Fix missing man pages for self-installed utilities

Mar 06, '06 05:36:00AM

Contributed by: jonbauman

The rule is to install any custom UNIX utilities in /usr/local, but unfortunately due to the way man is set up, the man pages for things installed in /usr/local may not be found.

The problem is that the man configuration file (/usr/share/misc/man.conf) defines a number of MANPATH_MAP directives. Here are some of them:

MANPATH_MAP    /usr/bin                /usr/share/man
MANPATH_MAP    /usr/sbin               /usr/share/man
MANPATH_MAP    /usr/local/bin          /usr/local/share/man
This means, for instance, that if you type man grep, man examines your PATH variable and finds that the grep executable is in /usr/bin. The MANPATH_MAP directive instructs it to look in the /usr/share/man directory to find the man page for grep. This overrides man's default behavior, which would be to look in the "nearby" directory /usr/man, which does not exist.

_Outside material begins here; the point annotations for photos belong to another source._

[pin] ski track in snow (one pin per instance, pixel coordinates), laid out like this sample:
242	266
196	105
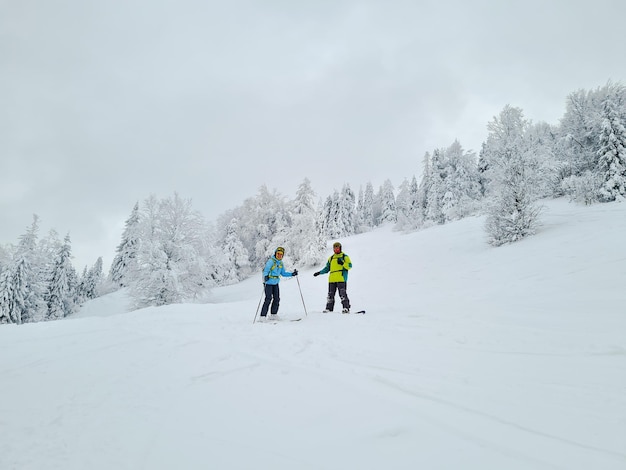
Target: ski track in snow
471	357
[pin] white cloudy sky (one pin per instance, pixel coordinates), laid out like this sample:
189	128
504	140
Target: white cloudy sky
105	103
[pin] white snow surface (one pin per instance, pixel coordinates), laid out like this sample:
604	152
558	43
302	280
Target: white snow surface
469	357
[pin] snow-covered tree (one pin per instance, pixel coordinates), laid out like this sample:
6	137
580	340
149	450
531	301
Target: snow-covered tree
612	153
436	188
22	286
60	295
387	203
366	209
125	260
305	236
236	263
91	281
512	213
171	260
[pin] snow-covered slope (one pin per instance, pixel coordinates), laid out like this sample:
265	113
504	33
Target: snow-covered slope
468	357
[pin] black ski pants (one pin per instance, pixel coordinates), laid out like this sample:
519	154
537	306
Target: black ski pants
333	287
272	295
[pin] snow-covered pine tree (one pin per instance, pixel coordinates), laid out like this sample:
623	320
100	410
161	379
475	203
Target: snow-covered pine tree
23	285
436	189
60	294
367	215
512	213
612	153
332	226
387	203
92	282
125	260
236	264
305	237
403	205
171	260
460	185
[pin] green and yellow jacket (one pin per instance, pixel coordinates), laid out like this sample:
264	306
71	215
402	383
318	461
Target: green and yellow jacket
338	266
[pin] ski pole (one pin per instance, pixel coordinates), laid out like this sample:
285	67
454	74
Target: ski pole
305	314
257	307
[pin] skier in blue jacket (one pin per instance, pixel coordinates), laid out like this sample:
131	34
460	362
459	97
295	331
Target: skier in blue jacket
274	268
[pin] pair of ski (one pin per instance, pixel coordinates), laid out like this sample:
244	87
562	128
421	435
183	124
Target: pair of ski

However, in the case of software installed in /usr/local, the man pages are more commonly (at least in my experience) installed in /usr/local/man, not /usr/local/share/man, so that MANPATH_MAP directive does the opposite of what we want.

If you keep all your /usr/local man pages in /usr/local/man rather than /usr/local/share/man, the simple solution is just to comment out that one MANPATH_MAP directory. You'll need to use sudo, since the /usr/share/misc/man.conf file is owned by root.